Upcoming discussions about a long-term agreement expected to be held in coming months

The Park Silly Sunday Market drew a crowd to lower Main Street on Sunday for the final day of the 2023 season. Silly Market organizers, Park City leaders and Main Street businesses are expected to engage in talks in coming months about the long-term future of the event.
Jay Hamburger/Park Record

Kylee Emery on Sunday was stationed in the Luni & Roo booth at the Park Silly Sunday Market, selling pet collars, bandannas and leashes made from canvas, tweed and leather.

Her sister, Necia Emery, makes the goods and the Silly Market provides ample opportunities for sales. The crowds at the Silly Market are especially interested in dog collars. The weekly event on Main Street in the summer and early fall is the best market for the Emery family.
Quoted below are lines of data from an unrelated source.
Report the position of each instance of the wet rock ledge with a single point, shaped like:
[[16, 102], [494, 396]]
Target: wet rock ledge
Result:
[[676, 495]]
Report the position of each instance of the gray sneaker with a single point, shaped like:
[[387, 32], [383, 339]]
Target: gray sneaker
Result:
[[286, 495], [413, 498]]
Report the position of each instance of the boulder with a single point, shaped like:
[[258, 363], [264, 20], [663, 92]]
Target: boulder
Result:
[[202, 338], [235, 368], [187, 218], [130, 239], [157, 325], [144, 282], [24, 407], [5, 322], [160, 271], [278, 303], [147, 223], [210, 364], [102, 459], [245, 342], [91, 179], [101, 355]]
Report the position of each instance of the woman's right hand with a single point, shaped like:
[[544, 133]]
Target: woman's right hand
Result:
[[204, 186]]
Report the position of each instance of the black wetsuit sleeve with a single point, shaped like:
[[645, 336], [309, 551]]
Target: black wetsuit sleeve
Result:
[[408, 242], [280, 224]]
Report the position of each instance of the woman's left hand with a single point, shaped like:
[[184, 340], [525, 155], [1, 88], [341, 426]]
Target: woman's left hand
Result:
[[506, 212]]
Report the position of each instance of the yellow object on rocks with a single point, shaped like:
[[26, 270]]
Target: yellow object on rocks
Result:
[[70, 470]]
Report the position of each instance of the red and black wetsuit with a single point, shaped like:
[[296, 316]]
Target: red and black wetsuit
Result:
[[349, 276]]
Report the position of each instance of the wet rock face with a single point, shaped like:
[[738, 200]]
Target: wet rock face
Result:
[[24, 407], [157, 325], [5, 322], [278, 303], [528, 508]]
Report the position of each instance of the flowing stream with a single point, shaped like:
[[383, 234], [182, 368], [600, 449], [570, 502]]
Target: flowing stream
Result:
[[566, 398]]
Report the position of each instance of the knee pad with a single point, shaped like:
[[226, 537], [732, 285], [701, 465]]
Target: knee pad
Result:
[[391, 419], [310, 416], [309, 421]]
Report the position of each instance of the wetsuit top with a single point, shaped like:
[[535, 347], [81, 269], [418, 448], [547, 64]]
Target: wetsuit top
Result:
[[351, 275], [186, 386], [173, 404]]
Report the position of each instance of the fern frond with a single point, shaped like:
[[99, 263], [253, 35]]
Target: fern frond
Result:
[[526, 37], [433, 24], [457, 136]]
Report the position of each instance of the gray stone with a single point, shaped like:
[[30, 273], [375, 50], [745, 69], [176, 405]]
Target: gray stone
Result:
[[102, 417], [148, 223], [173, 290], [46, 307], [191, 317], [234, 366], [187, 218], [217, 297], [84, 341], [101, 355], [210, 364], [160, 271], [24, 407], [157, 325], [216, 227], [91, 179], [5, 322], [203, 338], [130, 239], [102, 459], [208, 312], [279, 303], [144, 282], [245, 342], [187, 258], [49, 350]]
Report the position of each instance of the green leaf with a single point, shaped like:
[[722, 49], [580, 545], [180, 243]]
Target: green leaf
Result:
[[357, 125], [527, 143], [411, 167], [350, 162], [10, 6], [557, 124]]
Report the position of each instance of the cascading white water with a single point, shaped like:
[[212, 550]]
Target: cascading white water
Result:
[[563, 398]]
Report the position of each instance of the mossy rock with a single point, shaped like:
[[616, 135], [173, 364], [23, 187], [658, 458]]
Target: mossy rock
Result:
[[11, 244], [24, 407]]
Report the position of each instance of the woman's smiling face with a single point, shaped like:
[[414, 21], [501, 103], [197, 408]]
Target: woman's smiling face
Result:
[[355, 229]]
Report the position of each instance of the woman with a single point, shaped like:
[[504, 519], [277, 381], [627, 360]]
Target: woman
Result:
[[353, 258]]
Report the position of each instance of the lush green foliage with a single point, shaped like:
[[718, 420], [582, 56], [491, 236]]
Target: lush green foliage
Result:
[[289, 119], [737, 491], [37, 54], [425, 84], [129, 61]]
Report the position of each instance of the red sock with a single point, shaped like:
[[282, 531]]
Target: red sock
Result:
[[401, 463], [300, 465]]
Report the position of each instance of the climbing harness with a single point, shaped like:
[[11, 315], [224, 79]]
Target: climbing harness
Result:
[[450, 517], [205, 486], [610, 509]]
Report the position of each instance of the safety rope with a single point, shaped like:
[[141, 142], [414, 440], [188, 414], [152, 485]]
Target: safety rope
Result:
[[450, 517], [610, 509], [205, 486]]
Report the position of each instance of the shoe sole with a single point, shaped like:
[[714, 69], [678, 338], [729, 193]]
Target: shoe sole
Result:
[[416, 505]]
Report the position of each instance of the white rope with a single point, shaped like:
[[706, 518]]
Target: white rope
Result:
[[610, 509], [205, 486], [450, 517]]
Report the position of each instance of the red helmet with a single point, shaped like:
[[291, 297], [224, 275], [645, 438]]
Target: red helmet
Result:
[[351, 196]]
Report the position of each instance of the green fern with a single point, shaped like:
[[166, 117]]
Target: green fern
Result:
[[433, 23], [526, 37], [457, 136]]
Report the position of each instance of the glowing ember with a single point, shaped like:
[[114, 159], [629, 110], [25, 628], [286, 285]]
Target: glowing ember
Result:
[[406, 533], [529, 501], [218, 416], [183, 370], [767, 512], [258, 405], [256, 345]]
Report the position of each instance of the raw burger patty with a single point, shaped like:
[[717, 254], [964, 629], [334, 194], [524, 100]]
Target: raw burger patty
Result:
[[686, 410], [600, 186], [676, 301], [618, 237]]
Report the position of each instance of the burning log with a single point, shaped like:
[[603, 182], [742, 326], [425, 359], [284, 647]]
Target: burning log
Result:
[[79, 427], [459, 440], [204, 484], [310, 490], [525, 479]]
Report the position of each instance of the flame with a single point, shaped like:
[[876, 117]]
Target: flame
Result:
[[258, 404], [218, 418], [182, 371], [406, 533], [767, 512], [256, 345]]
She is unsure whether there are many other “opportunities for small businesses like this to present their works,” Emery said on Sunday, the last Silly Market of the season and the final one of a one-year agreement between City Hall and the Silly Market organizers that covered the 2023 season. 



The Silly Market debuted in 2007 and quickly grew in popularity, drawing large crowds to its base on lower Main Street. There has been concern over the years about the eclectic mix of food and merchandise booths siphoning sales from brick-and-mortar businesses, particularly those on upper Main Street. The Silly Market over time made adjustments to the logistics of the event, including expanding the footprint onto upper Main Street, but there remains some displeasure south of the Heber Avenue intersection.

Park City leaders, the Silly Market organizers and Main Street businesses in coming months are expected to engage in high-stakes talks about the long-term future of the market. The one-year agreement was seen as a stopgap measure that would allow more time for the sides to consider options.



The Park City Council in August indicated they desire more discussions with the Silly Market organizers before making decisions about the long-term future of the event. It seems that the upcoming discussions could involve the possibility of the Silly Market reducing the number of days in the season and other tightened restrictions. Main Street’s brick-and-mortar businesses, which remain split about the Silly Market, are expected to be heavily involved in the talks as well.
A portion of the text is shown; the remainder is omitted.